Çatı başbakan Fidan mı?

 

PKK, AKP ve HDP iş birliği ile  bu  süreç devam ettiriliyorsa  o zaman bu sürecin   400 milletvekilini de hedefleyen  ve belli bir amaca ulaşmak için özerklik,  federal veya   bağımsızlığa doğru  bir kayışı da  dikkat aldığınız  vakit,  genel kabul görebilen bir şahıs etrafından buluşmak ihtiyacı  hissedilmiştir. Onu dikkate alındığı vakit,  o zaman 7 Haziran sonrası oluşabilecek olan  bir hükümet başkanlık sistemini bir  sağlayabilecek bir çoğunluğa temel teşkil eden bir hükümet geldiğinde  o zaman  ‘çatı başbakan’ acaba MİT Müsteşarı   Hakan  Fidan mı olacak. Bu önemli.  Bunu de ilk defa dillendiren biz olduk.

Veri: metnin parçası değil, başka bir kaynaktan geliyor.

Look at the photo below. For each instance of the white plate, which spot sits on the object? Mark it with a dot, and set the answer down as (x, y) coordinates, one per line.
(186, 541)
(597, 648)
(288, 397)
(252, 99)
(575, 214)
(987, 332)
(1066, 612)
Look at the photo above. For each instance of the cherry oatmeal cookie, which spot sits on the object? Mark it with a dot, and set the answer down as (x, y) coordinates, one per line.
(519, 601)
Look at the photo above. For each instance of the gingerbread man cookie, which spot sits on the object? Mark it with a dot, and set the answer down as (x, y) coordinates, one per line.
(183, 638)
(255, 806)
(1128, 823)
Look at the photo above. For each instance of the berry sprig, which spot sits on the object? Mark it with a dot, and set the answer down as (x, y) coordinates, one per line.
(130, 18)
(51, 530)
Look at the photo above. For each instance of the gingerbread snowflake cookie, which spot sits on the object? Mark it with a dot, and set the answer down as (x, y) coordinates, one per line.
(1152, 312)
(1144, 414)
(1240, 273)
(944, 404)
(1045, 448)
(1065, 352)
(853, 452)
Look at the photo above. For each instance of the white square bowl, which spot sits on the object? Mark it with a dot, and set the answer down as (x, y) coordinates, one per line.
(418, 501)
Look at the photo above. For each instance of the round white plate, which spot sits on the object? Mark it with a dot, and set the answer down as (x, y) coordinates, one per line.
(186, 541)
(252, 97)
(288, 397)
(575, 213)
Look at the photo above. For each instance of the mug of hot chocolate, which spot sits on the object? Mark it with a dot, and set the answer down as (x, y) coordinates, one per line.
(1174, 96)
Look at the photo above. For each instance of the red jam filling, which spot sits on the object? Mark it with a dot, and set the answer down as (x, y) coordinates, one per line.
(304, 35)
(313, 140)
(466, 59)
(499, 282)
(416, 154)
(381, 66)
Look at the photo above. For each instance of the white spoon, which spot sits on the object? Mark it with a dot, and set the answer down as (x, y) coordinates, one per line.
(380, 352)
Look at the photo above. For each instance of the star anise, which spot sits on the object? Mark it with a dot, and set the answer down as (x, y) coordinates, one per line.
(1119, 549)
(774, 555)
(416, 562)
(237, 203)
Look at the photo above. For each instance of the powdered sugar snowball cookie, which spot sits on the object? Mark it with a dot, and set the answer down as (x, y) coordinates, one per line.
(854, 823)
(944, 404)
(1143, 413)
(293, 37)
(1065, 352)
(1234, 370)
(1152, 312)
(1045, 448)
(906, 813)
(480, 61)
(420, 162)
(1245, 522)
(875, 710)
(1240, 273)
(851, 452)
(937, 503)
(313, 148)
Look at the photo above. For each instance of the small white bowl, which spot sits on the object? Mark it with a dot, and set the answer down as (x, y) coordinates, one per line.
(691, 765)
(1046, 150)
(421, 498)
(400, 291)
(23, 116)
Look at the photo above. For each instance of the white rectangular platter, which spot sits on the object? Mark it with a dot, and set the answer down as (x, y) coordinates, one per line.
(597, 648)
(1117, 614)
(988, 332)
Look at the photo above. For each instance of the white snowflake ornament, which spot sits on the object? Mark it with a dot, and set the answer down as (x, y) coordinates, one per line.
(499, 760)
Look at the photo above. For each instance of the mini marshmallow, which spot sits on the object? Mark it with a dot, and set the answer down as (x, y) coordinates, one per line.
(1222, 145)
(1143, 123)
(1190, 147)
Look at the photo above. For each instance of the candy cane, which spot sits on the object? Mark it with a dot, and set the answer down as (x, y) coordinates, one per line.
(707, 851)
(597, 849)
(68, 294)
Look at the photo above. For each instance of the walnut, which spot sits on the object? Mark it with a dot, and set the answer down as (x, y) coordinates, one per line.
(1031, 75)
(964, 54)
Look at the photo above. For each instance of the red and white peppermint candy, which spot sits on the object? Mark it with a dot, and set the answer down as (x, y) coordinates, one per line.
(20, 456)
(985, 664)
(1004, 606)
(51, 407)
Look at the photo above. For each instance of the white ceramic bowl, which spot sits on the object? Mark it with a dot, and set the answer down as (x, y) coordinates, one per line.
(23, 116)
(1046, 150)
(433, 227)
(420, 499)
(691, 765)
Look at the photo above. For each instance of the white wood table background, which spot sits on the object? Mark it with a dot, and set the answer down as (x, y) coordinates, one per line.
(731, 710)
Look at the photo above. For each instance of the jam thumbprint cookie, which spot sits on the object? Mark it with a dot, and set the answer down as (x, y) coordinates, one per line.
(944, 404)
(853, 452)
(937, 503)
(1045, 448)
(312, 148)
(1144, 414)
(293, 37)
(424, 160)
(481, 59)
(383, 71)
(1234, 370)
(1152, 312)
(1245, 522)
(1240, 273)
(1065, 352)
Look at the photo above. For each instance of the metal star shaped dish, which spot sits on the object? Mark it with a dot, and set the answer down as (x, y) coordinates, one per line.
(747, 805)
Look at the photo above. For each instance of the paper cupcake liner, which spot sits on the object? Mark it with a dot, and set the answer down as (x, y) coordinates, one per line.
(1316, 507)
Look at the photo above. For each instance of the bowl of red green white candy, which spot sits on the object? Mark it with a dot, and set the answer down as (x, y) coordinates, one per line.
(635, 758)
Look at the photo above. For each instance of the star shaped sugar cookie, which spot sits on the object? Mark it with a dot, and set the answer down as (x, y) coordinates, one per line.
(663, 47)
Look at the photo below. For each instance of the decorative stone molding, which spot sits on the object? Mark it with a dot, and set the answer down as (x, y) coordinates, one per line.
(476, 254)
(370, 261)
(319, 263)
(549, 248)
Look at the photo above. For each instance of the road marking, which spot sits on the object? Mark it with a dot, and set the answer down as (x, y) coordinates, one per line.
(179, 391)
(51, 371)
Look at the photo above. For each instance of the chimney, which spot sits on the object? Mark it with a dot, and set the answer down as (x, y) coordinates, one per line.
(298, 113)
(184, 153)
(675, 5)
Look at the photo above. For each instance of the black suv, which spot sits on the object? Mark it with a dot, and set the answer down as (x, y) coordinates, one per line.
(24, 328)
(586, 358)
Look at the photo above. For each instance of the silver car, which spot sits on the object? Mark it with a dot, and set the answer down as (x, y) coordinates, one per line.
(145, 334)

Böyle bir gelişme olacaksa bu büyük bir tuzak.  Yeni bir senaryonun hayata geçirilmesi konusudur.

 

Başkanlık 1980 modelidir

 

Başbakan Başkanlık sistemi konusunda ısrarcı gözüküyor.  Başkanlık  sistemine  geçtiği  takdirde  toplumsal  talepleri özellikle etnik temelli  toplumsal taleplere karşı çözüm üretebileceğini zannediyor.  Bu talepler yoğunlaşırsa birinci aşama özerklik devam ederse  federal  devam ederse  bağımsız bir devletin oluşması için kendisini  daha yetkili hale getirmek  ve  o yetkiyle de yasama üzerinde ok etkin olmaya çalışıyor.  1980 ihtilalini modelidir. 80'den sonra  siyasi hayata geçiş sürecinde bir çalışma yapılmıştı.  O siyasi çalışmaya paralel olarak da kurumlar oluşturulmuştu.   Hangi  seçim sistemi  uygulanırsa   Milli Selamet ve   Milliyetçi Hareket  Partisinin  dışında   iki partili bir rejimi uygulayabiliriz.  Burada amaç Adalet Partisi karşısında  MDP’yi harekete geçirmek. CHP’nin karşısında Halkçı Partiyi harekete geçirmekti.   Bu oyun bozuldu. Çünkü  MDP yerine  halkın  sağduyusu  ile Anavatan  Patisi oluştu. Bu sistem  12 Eylül  ara rejiminin iki  partili  bir demokratik parlamenter sistemini öngörmesiydi. Şimdi iki partili bir başkanlık sistemini  uygulamaya  çalışıyor.  Bunun da 400'ünü kendisi alıyor.  100'ü de ne yaparsa  yapsın diyor.